This was the response we got when we greeted my friend Lauren and asked how her flight was. To be completely honest, I had a similar experience on my flight from Brussels to Marrakesh.

I had a middle seat, which I don’t usually mind — short legs! There was an older, very glamorous Moroccan woman in the window seat, and she repeatedly tried to speak Moroccan Arabic and French to me. My modern standard Arabic was rusty at best, and French words just sound like Arabic words I simply do not know… so we quickly gave up on communicating.

But when my aisle seat companion arrived, she was a tiny young woman with a toddler — and before I knew it, she just handed me her baby while she got situated. And right before landing, the woman in the window seat made a phone call in Spanish (yes, mid-flight), and we realized we had a common language after all. She invited me and my two girlfriends to stay at her oceanfront home in Tangier.

This is Morocco.

Marrakesh is a loud, bustling cultural capital awash with pink clay — meant to keep the buildings cool and the light unblinding. The streets are really just alleys with names, and it’s a city of juxtapositions that feel comfortable and unnatural at the same time: Porsche SUVs  and donkey carts loaded with oranges share the roads, and in Djemma al-Fna, a cobra handler will put a snake on your neck no matter how hard you protest (in Arabic, French, and English, because that’s how we roll).
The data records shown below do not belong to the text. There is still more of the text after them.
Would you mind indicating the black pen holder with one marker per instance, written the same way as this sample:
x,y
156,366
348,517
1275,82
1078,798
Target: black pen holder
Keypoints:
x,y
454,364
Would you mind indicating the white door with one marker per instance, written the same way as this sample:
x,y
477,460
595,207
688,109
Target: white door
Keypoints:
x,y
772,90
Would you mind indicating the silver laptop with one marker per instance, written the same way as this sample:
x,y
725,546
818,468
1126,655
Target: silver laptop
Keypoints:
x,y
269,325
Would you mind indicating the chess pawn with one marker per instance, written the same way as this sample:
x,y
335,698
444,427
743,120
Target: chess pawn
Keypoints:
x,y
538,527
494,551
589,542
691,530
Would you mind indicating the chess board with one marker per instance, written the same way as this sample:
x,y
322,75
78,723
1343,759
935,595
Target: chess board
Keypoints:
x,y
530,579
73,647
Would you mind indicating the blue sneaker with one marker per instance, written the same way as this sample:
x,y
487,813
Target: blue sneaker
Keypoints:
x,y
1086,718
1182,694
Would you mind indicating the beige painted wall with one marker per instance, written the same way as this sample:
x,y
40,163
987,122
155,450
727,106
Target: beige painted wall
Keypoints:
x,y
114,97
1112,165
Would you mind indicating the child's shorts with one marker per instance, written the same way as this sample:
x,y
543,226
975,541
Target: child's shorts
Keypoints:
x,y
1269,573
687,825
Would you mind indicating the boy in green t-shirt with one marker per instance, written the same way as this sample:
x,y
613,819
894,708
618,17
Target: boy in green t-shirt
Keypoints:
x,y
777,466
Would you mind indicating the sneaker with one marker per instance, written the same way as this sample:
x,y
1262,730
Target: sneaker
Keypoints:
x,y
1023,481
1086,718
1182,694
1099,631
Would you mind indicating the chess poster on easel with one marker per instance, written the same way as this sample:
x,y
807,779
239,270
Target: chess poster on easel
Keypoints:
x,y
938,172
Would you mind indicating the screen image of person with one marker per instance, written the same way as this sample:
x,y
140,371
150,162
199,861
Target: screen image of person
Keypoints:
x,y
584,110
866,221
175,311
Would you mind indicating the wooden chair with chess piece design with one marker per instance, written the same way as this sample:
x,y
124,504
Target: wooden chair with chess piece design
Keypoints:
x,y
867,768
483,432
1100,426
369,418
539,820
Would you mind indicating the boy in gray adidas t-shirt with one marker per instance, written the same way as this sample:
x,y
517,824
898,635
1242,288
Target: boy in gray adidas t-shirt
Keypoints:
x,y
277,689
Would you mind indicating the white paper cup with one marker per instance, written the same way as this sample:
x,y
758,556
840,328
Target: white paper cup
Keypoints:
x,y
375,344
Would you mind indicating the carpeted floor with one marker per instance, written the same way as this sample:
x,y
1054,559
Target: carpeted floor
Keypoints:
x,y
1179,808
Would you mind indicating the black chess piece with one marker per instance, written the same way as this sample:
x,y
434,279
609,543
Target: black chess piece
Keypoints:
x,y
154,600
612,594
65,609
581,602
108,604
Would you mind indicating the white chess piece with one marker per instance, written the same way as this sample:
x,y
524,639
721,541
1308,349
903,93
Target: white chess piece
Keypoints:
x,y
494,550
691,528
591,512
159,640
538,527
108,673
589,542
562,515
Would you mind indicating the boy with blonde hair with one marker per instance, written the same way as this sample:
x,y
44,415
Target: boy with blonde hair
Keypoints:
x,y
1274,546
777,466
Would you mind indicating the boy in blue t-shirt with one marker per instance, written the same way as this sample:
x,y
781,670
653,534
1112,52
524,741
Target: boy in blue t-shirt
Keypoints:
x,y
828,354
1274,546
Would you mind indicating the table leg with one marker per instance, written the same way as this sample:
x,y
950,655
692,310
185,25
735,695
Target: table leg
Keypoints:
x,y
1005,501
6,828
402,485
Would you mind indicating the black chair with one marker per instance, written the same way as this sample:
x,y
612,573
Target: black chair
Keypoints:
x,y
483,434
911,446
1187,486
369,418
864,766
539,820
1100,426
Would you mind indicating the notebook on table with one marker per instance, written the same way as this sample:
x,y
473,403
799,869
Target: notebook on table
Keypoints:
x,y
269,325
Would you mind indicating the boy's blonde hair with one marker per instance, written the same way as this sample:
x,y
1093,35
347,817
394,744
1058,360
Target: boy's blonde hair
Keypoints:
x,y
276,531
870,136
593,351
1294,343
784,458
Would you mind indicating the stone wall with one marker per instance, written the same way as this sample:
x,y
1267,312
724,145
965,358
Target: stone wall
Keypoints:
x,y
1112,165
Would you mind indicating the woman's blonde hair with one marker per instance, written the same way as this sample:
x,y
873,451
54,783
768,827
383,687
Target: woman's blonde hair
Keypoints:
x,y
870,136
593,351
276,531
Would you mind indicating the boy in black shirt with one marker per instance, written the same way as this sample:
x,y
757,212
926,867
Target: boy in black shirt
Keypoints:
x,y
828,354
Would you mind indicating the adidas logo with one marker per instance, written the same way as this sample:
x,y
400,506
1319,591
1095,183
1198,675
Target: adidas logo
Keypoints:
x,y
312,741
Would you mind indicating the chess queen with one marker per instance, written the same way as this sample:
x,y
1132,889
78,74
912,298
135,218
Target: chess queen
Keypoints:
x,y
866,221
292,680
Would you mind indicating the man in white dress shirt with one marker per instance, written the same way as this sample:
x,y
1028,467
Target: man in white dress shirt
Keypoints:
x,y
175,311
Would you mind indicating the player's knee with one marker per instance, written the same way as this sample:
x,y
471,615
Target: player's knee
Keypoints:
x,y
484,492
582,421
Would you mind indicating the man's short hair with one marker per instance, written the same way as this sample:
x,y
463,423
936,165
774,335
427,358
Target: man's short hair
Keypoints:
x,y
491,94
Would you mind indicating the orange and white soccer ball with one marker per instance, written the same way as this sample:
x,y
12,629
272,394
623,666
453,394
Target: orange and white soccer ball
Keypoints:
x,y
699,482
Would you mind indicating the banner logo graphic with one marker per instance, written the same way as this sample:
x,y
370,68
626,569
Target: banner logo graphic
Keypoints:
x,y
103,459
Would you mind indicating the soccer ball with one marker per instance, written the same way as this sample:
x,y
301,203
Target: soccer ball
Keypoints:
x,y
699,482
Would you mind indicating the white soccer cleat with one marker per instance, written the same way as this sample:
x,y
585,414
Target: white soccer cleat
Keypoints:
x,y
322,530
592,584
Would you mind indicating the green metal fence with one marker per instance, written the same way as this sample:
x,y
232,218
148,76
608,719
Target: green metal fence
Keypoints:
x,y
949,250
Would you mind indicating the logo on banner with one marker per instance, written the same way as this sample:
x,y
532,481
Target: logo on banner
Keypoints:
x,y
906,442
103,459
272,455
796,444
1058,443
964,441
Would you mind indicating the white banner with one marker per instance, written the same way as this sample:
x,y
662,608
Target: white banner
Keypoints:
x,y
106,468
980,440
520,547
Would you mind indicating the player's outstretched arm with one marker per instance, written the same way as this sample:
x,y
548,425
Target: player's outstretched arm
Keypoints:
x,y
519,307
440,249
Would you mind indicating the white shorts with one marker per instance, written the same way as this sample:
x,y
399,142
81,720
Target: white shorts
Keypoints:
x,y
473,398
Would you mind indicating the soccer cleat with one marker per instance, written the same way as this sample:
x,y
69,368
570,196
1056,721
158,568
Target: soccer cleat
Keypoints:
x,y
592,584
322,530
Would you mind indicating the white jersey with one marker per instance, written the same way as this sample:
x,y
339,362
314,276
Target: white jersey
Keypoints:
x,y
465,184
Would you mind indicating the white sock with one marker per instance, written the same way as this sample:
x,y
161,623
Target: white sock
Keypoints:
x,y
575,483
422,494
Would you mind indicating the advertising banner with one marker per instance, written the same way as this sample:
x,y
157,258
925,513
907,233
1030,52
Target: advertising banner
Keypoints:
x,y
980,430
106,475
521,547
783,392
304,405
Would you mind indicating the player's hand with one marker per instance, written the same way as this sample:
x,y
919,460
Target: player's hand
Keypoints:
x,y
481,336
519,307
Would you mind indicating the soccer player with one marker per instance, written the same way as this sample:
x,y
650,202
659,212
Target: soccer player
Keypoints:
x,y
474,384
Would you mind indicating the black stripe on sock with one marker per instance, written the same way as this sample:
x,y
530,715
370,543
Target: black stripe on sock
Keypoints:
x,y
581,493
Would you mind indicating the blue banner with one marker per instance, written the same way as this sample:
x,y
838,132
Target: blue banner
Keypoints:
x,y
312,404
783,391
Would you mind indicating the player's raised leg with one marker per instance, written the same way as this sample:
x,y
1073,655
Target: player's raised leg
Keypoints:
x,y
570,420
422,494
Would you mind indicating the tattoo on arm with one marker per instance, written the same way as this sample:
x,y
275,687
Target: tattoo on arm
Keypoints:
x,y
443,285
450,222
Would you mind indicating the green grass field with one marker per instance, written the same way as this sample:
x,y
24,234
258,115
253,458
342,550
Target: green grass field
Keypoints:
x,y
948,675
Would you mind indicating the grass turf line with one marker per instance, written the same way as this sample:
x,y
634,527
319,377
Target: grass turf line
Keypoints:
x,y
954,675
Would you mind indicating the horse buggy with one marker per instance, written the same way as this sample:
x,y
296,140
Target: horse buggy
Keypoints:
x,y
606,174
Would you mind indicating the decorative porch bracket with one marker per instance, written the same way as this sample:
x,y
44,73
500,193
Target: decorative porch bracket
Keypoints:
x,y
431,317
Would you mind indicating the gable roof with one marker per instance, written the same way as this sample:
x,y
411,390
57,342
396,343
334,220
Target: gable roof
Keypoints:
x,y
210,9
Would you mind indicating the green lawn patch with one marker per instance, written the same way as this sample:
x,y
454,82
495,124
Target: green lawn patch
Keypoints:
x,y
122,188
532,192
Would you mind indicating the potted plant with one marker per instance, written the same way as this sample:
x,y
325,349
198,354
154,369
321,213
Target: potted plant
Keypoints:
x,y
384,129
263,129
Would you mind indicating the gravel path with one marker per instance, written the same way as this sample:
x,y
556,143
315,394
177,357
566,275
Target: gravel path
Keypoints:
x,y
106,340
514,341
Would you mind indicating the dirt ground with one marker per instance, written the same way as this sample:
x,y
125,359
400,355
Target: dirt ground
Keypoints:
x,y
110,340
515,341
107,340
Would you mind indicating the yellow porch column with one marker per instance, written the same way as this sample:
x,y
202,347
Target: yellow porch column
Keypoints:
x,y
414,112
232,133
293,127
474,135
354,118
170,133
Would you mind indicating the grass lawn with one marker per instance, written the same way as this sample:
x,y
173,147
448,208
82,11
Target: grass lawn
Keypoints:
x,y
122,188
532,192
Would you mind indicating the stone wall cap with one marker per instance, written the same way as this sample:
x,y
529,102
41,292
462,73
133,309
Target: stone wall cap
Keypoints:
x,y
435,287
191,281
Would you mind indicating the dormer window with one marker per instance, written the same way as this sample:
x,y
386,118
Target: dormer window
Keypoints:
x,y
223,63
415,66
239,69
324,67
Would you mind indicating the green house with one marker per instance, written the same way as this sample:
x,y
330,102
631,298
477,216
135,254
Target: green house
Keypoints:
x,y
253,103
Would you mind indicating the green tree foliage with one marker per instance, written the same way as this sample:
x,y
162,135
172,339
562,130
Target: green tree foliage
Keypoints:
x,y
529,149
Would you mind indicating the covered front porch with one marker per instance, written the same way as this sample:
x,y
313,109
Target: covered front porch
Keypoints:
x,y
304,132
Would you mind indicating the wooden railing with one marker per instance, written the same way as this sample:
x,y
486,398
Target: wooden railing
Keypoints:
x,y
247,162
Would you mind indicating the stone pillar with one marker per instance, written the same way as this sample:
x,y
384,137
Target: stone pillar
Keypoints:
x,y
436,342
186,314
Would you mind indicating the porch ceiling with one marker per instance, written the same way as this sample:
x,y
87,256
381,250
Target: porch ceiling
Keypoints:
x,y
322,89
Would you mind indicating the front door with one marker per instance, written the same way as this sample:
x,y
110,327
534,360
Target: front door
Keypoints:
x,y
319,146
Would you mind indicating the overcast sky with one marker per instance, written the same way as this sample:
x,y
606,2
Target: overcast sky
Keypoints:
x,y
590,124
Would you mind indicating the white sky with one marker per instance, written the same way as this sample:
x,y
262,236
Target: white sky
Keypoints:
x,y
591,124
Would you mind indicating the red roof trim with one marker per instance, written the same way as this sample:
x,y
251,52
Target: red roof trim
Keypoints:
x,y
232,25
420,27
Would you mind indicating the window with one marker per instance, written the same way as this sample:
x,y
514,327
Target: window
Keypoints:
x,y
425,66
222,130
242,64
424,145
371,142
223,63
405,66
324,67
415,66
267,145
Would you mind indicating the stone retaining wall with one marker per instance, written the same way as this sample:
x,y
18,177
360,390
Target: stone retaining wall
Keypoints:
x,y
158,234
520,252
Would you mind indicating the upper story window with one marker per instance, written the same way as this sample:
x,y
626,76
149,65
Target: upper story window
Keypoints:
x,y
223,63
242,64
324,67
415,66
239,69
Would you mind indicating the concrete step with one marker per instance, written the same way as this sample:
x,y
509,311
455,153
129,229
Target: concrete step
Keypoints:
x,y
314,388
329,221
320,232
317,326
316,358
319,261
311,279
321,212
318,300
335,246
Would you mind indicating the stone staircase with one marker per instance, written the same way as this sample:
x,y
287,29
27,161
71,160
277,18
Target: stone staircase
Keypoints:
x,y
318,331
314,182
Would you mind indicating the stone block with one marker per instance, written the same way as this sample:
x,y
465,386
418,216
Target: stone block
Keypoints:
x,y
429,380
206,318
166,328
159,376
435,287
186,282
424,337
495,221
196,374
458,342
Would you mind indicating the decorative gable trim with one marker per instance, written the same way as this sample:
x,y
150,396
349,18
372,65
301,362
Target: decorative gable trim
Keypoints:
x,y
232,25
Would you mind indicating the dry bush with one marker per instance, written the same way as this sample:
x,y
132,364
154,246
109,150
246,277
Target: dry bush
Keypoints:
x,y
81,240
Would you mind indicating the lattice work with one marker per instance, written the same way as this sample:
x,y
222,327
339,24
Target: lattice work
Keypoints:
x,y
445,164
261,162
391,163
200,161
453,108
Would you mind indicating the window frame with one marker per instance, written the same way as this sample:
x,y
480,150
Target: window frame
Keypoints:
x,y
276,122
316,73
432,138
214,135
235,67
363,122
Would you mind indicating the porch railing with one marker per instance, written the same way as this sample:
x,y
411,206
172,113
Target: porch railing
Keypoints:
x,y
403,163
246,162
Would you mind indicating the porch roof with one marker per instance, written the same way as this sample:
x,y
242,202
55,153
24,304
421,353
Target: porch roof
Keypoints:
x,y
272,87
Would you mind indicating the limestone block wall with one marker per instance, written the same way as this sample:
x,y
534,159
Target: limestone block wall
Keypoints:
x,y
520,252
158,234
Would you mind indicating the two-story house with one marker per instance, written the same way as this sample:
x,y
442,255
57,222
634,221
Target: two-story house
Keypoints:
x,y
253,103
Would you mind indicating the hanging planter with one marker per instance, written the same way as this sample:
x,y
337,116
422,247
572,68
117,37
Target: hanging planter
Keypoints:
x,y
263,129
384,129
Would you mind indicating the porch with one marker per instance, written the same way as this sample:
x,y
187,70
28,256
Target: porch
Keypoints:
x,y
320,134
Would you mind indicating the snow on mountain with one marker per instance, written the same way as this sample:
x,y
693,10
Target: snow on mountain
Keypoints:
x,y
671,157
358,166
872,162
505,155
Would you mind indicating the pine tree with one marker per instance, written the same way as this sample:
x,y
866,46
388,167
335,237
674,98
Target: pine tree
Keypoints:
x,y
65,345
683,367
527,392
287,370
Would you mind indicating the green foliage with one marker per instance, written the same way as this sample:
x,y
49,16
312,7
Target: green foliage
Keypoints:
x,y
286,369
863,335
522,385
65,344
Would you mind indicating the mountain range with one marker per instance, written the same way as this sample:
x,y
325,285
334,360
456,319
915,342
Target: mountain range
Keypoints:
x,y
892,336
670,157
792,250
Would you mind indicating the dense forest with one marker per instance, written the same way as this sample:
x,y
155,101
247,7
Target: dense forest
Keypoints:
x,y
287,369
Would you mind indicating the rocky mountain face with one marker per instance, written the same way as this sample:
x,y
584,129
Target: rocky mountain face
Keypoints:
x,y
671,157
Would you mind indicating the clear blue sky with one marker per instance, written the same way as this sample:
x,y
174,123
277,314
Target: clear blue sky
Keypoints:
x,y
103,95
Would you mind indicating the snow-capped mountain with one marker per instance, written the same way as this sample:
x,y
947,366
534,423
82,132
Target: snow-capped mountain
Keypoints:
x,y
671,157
The Lonely Planet describes Fes as an assault on the senses, but Marrakesh has its own aggressive personality, too. Wherever you go, the fumes from motorbikes will invade your lungs — but then you’ll pass by a French bakery, or a fresh orange juice cart, and you forget about the fumes for a few minutes.

In the souks, the shopkeepers will pull you in and pour argan oil into your hands, and then open up tall glass jars of blocks that look like soap, inviting you to smell every apothecary glass in their shop. Tagines bubble over open flames, and butchers shoo kittens away from their windows. Someone almost always yells “NO PHOTOS”  at me as I capture moments in the souk — the lantern shops are the most mesmerizing.

I turned 30 in Marrakesh, with two of my closest friends, who not surprisingly, have more in common with each other than either of them has with me. We arrived in Marrakesh to a torrential downpour, and ran through the streets of the old medina in search of our riad.

Riad, in Arabic, refers to a large building with no exterior windows, but an interior courtyard — something that keeps the noise of the city out of the home. Some riads are restaurants, some are mini hotels, and most are both. All of them are simply beautiful.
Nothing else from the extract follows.